II. - Le titre V du livre
Ier de la sixième partie du même code est complété par un chapitre V ainsi
rédigé :
« Chapitre V
« Formation continue
« Art. L. 6155-1. - Les médecins,
biologistes, odontologistes et les pharmaciens exerçant leurs fonctions dans les
établissements publics de santé, ainsi que ceux exerçant leurs fonctions dans
les établissements de santé privés participant au service public hospitalier,
sont soumis à une obligation de formation continue dans les conditions fixées
aux premier et troisième alinéas de l'article L. 4133-1.
« Art.
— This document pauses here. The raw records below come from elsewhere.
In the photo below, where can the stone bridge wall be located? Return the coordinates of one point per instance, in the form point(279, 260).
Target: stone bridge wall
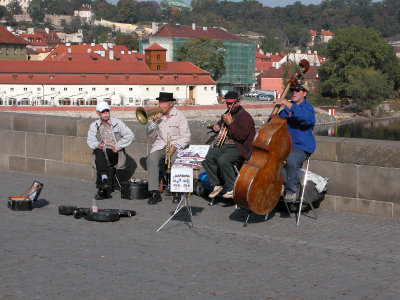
point(363, 174)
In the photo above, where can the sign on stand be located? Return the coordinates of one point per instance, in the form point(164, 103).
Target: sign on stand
point(181, 179)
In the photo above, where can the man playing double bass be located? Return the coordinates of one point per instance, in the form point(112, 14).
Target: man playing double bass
point(300, 118)
point(219, 161)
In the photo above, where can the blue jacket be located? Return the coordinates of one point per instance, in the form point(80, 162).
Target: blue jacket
point(301, 122)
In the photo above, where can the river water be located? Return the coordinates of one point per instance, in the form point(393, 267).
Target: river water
point(377, 130)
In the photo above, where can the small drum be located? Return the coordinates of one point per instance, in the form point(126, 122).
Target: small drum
point(19, 203)
point(135, 189)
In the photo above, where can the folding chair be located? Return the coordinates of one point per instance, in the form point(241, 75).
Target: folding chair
point(24, 202)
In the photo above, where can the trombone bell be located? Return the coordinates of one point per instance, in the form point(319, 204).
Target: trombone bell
point(143, 115)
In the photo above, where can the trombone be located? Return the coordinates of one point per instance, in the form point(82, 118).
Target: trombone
point(143, 115)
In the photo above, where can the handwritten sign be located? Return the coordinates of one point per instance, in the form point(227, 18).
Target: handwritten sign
point(181, 179)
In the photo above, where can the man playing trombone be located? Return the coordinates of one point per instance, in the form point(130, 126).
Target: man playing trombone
point(169, 124)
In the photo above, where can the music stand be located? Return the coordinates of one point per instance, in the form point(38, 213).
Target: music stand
point(184, 202)
point(181, 181)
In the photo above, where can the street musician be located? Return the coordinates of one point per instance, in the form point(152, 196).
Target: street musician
point(171, 129)
point(233, 145)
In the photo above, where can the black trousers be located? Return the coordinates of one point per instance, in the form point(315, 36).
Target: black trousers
point(102, 166)
point(219, 165)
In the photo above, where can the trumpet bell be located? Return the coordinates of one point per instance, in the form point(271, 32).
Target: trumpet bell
point(143, 115)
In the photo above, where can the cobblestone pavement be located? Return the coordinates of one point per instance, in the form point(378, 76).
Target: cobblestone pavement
point(48, 256)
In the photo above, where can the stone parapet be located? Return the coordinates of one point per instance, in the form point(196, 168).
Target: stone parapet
point(362, 173)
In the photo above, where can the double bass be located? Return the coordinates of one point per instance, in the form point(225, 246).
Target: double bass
point(259, 183)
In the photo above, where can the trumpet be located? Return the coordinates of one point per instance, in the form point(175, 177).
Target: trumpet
point(143, 115)
point(168, 155)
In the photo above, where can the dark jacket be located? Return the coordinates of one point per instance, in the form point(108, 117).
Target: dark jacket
point(242, 131)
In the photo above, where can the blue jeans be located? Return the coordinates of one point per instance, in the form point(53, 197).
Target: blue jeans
point(291, 168)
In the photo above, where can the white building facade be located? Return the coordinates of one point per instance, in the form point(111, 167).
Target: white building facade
point(86, 83)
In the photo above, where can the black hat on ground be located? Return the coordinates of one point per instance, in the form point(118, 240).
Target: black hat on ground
point(165, 97)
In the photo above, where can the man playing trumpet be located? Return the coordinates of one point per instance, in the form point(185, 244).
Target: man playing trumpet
point(169, 123)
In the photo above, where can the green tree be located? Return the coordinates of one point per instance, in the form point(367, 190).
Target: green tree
point(14, 7)
point(127, 11)
point(206, 54)
point(354, 56)
point(130, 41)
point(36, 10)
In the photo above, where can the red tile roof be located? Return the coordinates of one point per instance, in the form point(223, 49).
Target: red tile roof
point(51, 37)
point(35, 39)
point(155, 46)
point(185, 31)
point(104, 72)
point(278, 73)
point(326, 33)
point(91, 53)
point(7, 37)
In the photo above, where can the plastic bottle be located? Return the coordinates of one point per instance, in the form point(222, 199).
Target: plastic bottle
point(94, 205)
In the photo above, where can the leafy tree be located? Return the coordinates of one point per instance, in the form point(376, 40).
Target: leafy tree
point(130, 41)
point(354, 57)
point(127, 11)
point(95, 34)
point(3, 11)
point(148, 11)
point(36, 10)
point(206, 54)
point(105, 10)
point(14, 7)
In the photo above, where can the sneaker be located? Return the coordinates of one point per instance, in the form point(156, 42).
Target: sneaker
point(290, 198)
point(105, 184)
point(155, 198)
point(216, 191)
point(176, 198)
point(228, 195)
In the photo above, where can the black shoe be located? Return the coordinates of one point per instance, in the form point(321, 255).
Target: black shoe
point(103, 194)
point(155, 198)
point(99, 195)
point(176, 198)
point(105, 184)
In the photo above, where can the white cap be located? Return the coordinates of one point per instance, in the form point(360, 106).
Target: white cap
point(102, 106)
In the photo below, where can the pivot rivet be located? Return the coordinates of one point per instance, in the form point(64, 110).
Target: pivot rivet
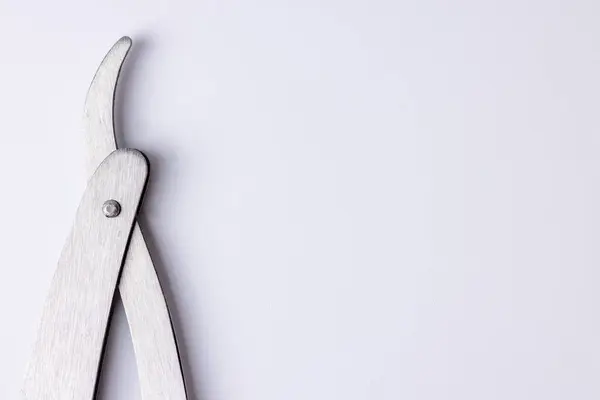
point(111, 208)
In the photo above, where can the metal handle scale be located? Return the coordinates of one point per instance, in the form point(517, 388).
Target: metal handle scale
point(70, 342)
point(154, 343)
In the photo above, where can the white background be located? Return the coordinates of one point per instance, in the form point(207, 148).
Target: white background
point(373, 200)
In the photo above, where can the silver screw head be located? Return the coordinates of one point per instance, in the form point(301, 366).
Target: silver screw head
point(111, 208)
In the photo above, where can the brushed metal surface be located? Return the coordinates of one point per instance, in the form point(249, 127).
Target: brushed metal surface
point(154, 343)
point(68, 350)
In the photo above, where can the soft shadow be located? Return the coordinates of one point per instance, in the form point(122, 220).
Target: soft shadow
point(128, 84)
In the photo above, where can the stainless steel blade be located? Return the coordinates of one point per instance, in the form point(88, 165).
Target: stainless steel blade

L. 6155-2. -
Le Conseil national de la formation continue des personnels mentionnés à
l'article L. 6155-1, dont les conditions de fonctionnement et les missions sont
identiques à celles des conseils mentionnés aux articles L. 4133-2 et L. 4133-3,
comprend notamment des représentants des ordres des professions médicales et de
l'ordre des pharmaciens, des unités de formation et de recherche et des
syndicats représentatifs concernés, des personnalités qualifiées, ainsi que des
représentants des commissions médicales d'établissement et des organismes de
formation. Un représentant du ministre chargé de la santé assiste aux séances du
conseil avec voix consultative.
« Le conseil national dresse dans un rapport
annuel le bilan de la formation continue dans son domaine de compétence. Ce
rapport est rendu public.
« Art. L. 6155-3. - Les conseils régionaux de la
formation continue des personnels mentionnés à l'article L. 6155-1 regroupent,
pour chaque région, des représentants des mêmes catégories que celles composant
le conseil national, nommés par le représentant de l'Etat dans la région sur
proposition des organismes constituant ces conseils. Leurs conditions de
fonctionnement et leurs missions sont identiques à celles des conseils régionaux
mentionnés aux articles L. 4133-4 et L. 4133-5.
« Les conseils régionaux
adressent chaque année un rapport sur leurs activités au conseil national. Ce
rapport est rendu public.
« Art. L. 6155-4. - Les établissements de santé
publics consacrent à la formation continue de leurs médecins, biologistes,
pharmaciens et odontologistes, telle qu'elle est organisée par les statuts de
ces personnels, des crédits dont le montant ne peut être inférieur à un
pourcentage, fixé par décret, de la masse salariale brute hors charges de ces
personnels.
« Des établissements publics de santé peuvent s'associer pour
financer des actions de formation communes pour leurs médecins, biologistes,
pharmaciens et odontologistes.
« Art. L. 6155-5. - Les modalités
d'application du présent chapitre sont déterminées par décret en Conseil d'Etat,
notamment la composition du conseil national mentionné à l'article L. 6155-2 et
des conseils régionaux mentionnés à l'article L. 6155-3, et les modalités
d'organisation de la validation de l'obligation de formation continue. »
III.
- Le titre III du livre II de la quatrième partie du même code est complété par
un chapitre VI ainsi rédigé :
« Chapitre VI
« Formation
« Art. L. 4236-1. - La formation continue, qui a
pour objectif l'entretien et le perfectionnement des connaissances, constitue
une obligation pour tout pharmacien tenu pour exercer son art de s'inscrire au
tableau de l'ordre.
« Cette obligation est satisfaite, dans les conditions
prévues par le présent chapitre, sauf pour les pharmaciens exerçant dans les
établissements de santé visés à l'article L. 6155-1.
« La méconnaissance de
cette obligation est de nature à entraîner des sanctions disciplinaires.
«
Art. L. 4236-2. - Le Conseil national de la formation pharmaceutique continue,
doté de la personnalité morale, a pour mission :
« 1o De fixer les
orientations nationales de la formation pharmaceutique continue ;
« 2o De
déterminer les exigences minimales de formation et les moyens pour y parvenir
;
« 3o D'évaluer la formation pharmaceutique continue ;
« 4o De définir
les moyens de validation du respect de l'obligation définie à l'article L.